Septa sendiri tidak banyak mengeluh. Justru ia yang selalu menyemangati Boe. Di antara detak mesin pemantau jantung dan suara infus yang menetes pelan, Septa sering bercanda kecil, membuat Boe tertawa dengan cerita-cerita ringan. Tapi di balik tawanya, ada lelah yang nyata. Ada nafas yang mulai pendek, dan tatapan yang sering kosong memandang langit-langit.
“Boe, kalau suatu hari nanti aku nggak ada…” katanya sekali waktu, membuat Boe langsung menunduk.
“Jangan ngomong gitu, Septa,” Boe memotong cepat. “Kamu bakal sembuh. Kita masih punya banyak rencana, ingat?”
Tapi Septa hanya tersenyum. Senyum itu lagi. Senyum yang seperti menyimpan banyak rahasia, seolah dia tahu sesuatu yang Boe belum siap untuk dengar. Ia tidak membantah, tidak juga menyetujui. Hanya diam. Dan dalam diam itu, Boe merasa dadanya makin berat.
Satu malam, saat Septa tidur dan Boe tidak bisa memejamkan mata, ia membuka tas kecil milik Septa yang selalu dibawa sejak awal dirawat. Di dalamnya, ia menemukan beberapa surat. Surat-surat itu ditulis tangan, dengan tinta biru dan huruf khas Septa yang sedikit miring. Boe membacanya pelan, satu per satu. Beberapa surat sudah terlihat tua, seperti ditulis jauh sebelum Septa sakit.
Surat pertama berisi renungan Septa tentang hidup. Ia menulis bahwa hidup bukan tentang seberapa panjang waktu yang kita punya, tapi tentang seberapa dalam kita mengisi waktu itu. Ia menulis tentang orang-orang yang ia temui di puskesmas saat praktik, tentang anak-anak kecil yang sakit tapi tetap bisa tertawa, dan tentang ibunya yang selalu mengajarinya untuk tidak menyalahkan hidup meski dunia terasa kejam.
Surat kedua lebih pribadi. Ia menulis tentang Boe. Tentang rasa yang mungkin tak pernah ia ungkapkan dengan kata, tapi selalu hadir dalam perhatian kecil. Septa tahu Boe mencintainya, dan ia pun mencintai Boe—dalam cara yang paling tulus dan paling diam. Ia tidak ingin mengatakan secara langsung, karena baginya cinta itu cukup terlihat dari bagaimana seseorang bertahan, bukan dari seberapa sering ia berkata “aku sayang kamu.”

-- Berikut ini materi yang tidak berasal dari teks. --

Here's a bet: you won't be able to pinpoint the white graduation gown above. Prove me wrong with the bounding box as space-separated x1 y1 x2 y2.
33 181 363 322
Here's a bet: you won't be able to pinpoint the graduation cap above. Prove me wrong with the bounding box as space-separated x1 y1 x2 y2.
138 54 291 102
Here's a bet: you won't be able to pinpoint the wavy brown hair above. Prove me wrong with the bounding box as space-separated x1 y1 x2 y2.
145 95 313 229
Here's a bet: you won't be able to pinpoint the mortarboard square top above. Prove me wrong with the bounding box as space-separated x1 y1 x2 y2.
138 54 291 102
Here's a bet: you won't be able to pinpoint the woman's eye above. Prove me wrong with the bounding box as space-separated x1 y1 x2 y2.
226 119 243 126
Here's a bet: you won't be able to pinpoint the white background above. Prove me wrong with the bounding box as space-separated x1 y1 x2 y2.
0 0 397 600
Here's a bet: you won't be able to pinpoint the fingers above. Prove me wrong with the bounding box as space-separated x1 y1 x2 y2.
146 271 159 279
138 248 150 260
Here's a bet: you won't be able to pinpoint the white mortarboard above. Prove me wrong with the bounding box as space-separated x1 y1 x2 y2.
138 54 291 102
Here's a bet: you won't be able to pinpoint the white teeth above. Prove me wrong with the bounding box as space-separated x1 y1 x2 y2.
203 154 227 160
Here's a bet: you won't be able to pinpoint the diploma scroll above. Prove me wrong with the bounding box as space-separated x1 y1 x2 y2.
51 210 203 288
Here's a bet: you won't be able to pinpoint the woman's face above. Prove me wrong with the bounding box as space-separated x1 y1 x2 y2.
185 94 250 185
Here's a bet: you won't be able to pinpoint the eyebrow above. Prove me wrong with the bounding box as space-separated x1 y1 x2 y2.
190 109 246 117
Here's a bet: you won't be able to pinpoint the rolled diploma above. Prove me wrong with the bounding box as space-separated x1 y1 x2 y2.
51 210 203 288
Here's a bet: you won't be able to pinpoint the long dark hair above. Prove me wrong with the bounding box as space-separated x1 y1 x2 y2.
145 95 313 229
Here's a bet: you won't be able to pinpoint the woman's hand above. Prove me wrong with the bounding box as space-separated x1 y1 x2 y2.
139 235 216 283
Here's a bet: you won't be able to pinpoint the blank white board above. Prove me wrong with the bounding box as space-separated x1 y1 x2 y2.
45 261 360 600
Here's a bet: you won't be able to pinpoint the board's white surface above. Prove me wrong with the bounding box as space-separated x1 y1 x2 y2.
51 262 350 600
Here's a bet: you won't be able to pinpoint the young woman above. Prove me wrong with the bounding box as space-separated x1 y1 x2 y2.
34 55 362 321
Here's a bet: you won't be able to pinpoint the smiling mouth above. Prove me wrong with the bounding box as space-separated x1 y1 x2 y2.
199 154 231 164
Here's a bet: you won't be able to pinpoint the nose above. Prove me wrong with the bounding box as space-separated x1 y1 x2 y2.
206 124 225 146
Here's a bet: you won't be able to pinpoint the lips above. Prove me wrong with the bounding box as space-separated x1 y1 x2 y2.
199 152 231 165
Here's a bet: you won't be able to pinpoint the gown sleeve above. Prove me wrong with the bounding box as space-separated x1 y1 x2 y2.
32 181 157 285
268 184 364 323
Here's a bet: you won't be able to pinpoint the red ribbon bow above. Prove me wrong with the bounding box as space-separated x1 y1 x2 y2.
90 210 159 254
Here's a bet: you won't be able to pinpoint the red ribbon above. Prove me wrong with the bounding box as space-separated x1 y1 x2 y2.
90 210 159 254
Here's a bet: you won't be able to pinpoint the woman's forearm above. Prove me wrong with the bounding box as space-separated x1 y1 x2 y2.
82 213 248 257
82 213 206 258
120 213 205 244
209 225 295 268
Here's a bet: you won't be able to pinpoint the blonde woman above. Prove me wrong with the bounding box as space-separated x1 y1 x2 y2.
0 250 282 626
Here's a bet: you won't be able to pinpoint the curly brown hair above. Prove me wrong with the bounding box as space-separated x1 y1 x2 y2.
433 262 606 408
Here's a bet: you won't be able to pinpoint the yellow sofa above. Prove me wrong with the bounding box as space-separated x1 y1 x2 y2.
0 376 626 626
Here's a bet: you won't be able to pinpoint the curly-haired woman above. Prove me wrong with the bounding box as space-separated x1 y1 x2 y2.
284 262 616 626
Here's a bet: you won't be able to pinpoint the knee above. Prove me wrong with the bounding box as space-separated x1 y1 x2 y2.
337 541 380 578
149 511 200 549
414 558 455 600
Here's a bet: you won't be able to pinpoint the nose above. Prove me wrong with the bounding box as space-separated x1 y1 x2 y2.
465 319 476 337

Surat ketiga adalah doa. Septa menulis doa panjang, bukan untuk dirinya, tapi untuk Boe. Ia meminta Tuhan agar menjaga Boe, agar tidak patah jika suatu saat harus berjalan sendiri. Ia meminta agar Boe bisa menemukan tujuan, bahkan jika ia sendiri sudah tak ada di sampingnya. Boe membaca doa itu sambil menahan napas. Air matanya jatuh ke atas kertas, membasahi beberapa huruf terakhir.